Monique Newiak, deputy unit chief, inclusion and gender, and Mariarosaria Comunale, economist at the International Monetary Fund, join Arunima Sharan, senior research analyst at OMFIF’s Economic and Monetary Policy Institute, to discuss the state of gender balance in financial institutions. They examine the IMF’s gender strategy, the macro-criticality of gender equality and findings from their recent publication, ‘Who are Central Banks? Gender, Human Resources, and Central Banking‘.

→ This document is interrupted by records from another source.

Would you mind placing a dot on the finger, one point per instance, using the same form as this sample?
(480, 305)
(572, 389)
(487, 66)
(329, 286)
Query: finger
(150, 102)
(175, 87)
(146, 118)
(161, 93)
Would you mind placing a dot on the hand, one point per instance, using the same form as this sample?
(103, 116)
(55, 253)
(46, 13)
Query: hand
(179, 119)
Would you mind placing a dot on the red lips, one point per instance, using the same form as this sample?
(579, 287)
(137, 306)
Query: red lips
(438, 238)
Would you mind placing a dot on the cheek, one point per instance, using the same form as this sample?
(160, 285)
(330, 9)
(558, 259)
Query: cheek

Link: Why gender equality in financial institutions is macro-critical - OMFIF 


Publications

We investigate the interactions across current account misalignments, real effective exchange rate misalignments and financial gaps within EU countries, applying an heterogeneous Bayesian panel VAR to 27 EU members over the period 1994–2012. We find that, in non-euro area countries and euro periphery an increase in current account misalignments leads to a temporary increase in the real effective exchange rate misalignments, lowering competitiveness and thus amplifying current account fluctuations. For the core, increase in the rate or an expansion of the financial gap may help rebalancing the current account. In the central eastern European members, an increase in the real effective exchange rate misalignments may bring larger current account deficits in the medium-long run.

 

Author: Mariarosaria Comunale

Journal of International Money and Finance, Volume 121, March 2022.

 

This paper investigates the role of international trade in explaining the decrease of the tradable sector employment share. We use an unbalanced panel of advanced and emerging economies for the period 1960–2011 from the EU-KLEMS and GGDC 10-sector databases in an Error Correction Model analysis. We show that international trade directly contributes to structural change: imports are negatively related with employment shifts to tradable sectors in particular in the long-run. By contrast, exports and shifts of employment towards tradables are positively associated. When trade is split in intermediate and final goods, we show that in the long-run the negative elasticity of structural change to import is driven by imports of intermediate goods, while the positive sign of exports is driven by exports of final goods.

 

Authors: Mariarosaria Comunale and Giulia Felice

International Economics, Volume 171, October 2022.

 

In this paper, we investigate different methods of assessing business cycles for the European Union. First, we conduct a Monte Carlo experiment using a broad spectrum of univariate trend-cycle decomposition methods. Second, we estimate the business cycles for real GDP and unemployment data from 1995 to end 2020. We found that the suite of models consisting of popular Hodrick-Prescott, Christiano-Fitzgerald and structural trend-cycle-seasonal filters are the best choice in both simulations and the real applications. Our analysis also confirms that the countries’ business cycles are synchronized with the aggregate euro area. Some differences can be found in the case of periphery and new member states, with the latter improving in terms of coherency after the global financial crisis. The German cycles are among the cyclical movements least synchronized with the aggregate euro area.

 

Author: Mariarosaria Comunale and Dima Celov

Business Cycles in the EU: A Comprehensive Comparison Across Methods | Emerald Insight, Essays in Honour of Fabio Canova (Advances in Econometrics, Vol. 44B), Emerald Publishing Limited, Bingley, pp. 99-146. 

 


*The views expressed herein are mine and should not be attributed to the IMF, its Executive Board, or its management. They do not necessarily represent the official views of the Bank of Lithuania, the ECB or the ESCB either.